Friday, July 5, 2013

Pave the way to all

"No way-in, entrance to foreigners", maybe we could say "aliens". I found this photo in FBfr. Revital Peretz's files quite a certain time ago. The social network systems and "buddy, pal, friend, contact conneting groups" make people often shy, backlaid, reluctant to share and answer adequately. The price of being alive, of being in our generation, of seeing and dealing with so many technical, spiritual, human tools and instruments should call us to more "humanity". As I was walking around in a mall at Boulogne-Billancourt (Paris suburb) two days ago, a place that is quite frequented by a lot of "middle-class" Jewish people, I bought a Diet Coke bottle at the Häagen Dazs shop. Two youths were working there on that day: a colored man and a youn gilr: tattooed and pierced, quite softly. My matushka asked me why I was smiling: in her neck, though she had nice long hair, the young girl had "engraved" a tattoo in Hebrew "אנשיות - humanity". Not really visible, but still. I could not miss it. We are used in jerusalem to get to the heart of anything very quickly. Due to some sense of security, care and definitely we are in a very young country, we get to things quickly and this is dynamic. I immediately spoke to the young lady who wanted to sell me some ice-cream, but I am more in Diet Coke... I said "hello" in Hebrew and she smiled back, very happy: she said that she hardly could speak Hebrew. I told her she had a special and nice tattoo in her neck. She got really happy and answered: "Wow, you saw it! Do you know what is written there?" - "Humanity". - "Yeah, gosh! you got it!" she replied, quite happy. she said she did not really know what the word means, but she got it tattooed in Hebrew because of her "backgrounds" she ascertained. "it is so cute that you got to that so quickly", she told me. I answered that she should learn Hebrew. She had made the tattoo in this Paris suburb and she was glad that, indeed, humanity makes sense in Hebrew. It does. sadly, but I may go back sometime there... I did not ask to take a picture of her neck. I have a lot of tattoos made in Israel. it is not kosher, but I conducted very interesting discussions on the subject with a retired Israeli ambassador to Europe, a specialist of tattooing in Israel at the present.

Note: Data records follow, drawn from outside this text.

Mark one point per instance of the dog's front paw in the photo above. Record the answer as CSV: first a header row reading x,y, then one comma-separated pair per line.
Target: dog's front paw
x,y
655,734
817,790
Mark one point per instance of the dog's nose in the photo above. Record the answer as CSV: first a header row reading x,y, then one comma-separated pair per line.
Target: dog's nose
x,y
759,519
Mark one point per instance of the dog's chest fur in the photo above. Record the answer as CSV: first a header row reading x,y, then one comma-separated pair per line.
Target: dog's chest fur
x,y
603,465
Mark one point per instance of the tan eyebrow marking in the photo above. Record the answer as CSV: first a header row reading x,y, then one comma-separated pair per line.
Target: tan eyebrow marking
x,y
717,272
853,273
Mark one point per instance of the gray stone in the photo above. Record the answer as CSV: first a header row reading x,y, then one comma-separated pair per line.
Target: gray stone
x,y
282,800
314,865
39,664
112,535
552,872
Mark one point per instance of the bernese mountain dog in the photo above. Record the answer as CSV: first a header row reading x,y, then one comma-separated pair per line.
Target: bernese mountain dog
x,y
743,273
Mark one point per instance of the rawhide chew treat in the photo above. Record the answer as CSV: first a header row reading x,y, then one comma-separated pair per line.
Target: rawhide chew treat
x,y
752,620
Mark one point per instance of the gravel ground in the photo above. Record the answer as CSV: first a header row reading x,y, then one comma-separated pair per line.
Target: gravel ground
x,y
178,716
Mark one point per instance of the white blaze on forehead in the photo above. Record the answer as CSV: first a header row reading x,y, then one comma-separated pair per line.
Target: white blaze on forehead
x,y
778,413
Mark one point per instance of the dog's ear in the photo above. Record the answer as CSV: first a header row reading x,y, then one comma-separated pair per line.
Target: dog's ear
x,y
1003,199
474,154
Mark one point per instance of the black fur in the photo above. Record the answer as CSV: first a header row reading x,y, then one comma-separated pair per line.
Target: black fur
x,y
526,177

In Jerusalem, I know I would at once have taken a picture of this neck! But even in a context like a French suburban mall, it was difficult just because there were a lot of clients and the young girl was more likely to speak with me than to distribute the ice-creams... And her choice to get this word "printed" for always on he neck in Hebrew is catching.

We need humanity, being humane. Humane, the word is not that frequent in English. it is not that British or "tea time". Humane is Yiddish. In Yiddish "mentshlekh/מענטשלעך " is unique, just as "Yiddish" is unique and not evident: we are not called to reject anybody, to deny, to rebuke, but to enter something like being on a permanent "Dessine-moi un mouton/draw me a lamb, please" as "The Little Prince". Then to answer. Answering can make it discomfy, unconventional or beyond all conventional standards.

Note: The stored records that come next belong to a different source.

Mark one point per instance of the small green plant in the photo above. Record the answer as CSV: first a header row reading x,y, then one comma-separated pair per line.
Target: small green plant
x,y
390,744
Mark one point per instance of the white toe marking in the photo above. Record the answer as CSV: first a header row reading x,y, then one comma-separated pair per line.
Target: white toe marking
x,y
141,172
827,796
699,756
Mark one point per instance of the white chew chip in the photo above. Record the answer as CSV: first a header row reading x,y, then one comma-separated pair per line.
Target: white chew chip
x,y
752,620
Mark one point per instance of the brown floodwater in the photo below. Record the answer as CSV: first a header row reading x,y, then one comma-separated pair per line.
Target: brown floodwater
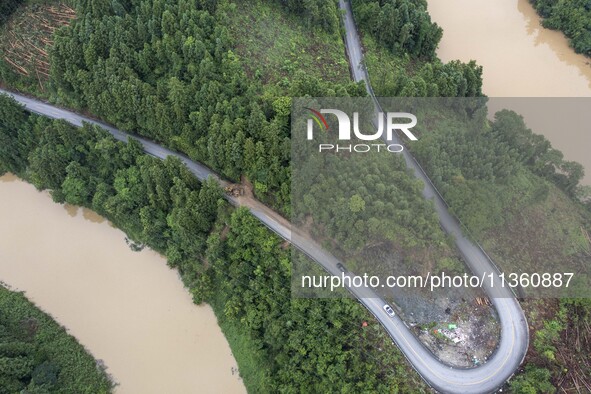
x,y
127,308
520,59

I often send some pictures (flowers, landscapes,...) to some Facebook friends. Both men and women. Or ask how they feel. Males as females would be astounded, they click and go. Some women who are into "introspection" can't leave their own page to drop a "hello friend answer". Of all Facebook contacts that I have, few finally came to meet at Jaffa Gate or in the Old City. They would hardly come to any otehr place in Jerusalem because the process is the same as on the picture above "strangers, foreigners are aliens and we are such so far we are at pains with taming".

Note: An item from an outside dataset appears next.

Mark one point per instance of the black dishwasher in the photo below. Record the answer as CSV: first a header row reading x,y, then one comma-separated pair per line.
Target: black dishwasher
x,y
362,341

Interestingly, the social networks allow Jewish Israelis and Palestinians or Arabs to share and discuss.
We are in a process of "hyper overspeeding process of self-hedonistic behaviors". after World War II, "hedonism" came to Europe and hardly to Israel because the survivors had to fight for the existence of a reality that still is hardly recognized. But the Jewish tradition is very "incarnated". it focuses on bodily, physical, mental, reflective and human veracity of life. So why are we so shy? Or as Viktor Frankl stated, overcoming death compulsorily leads us to be humane.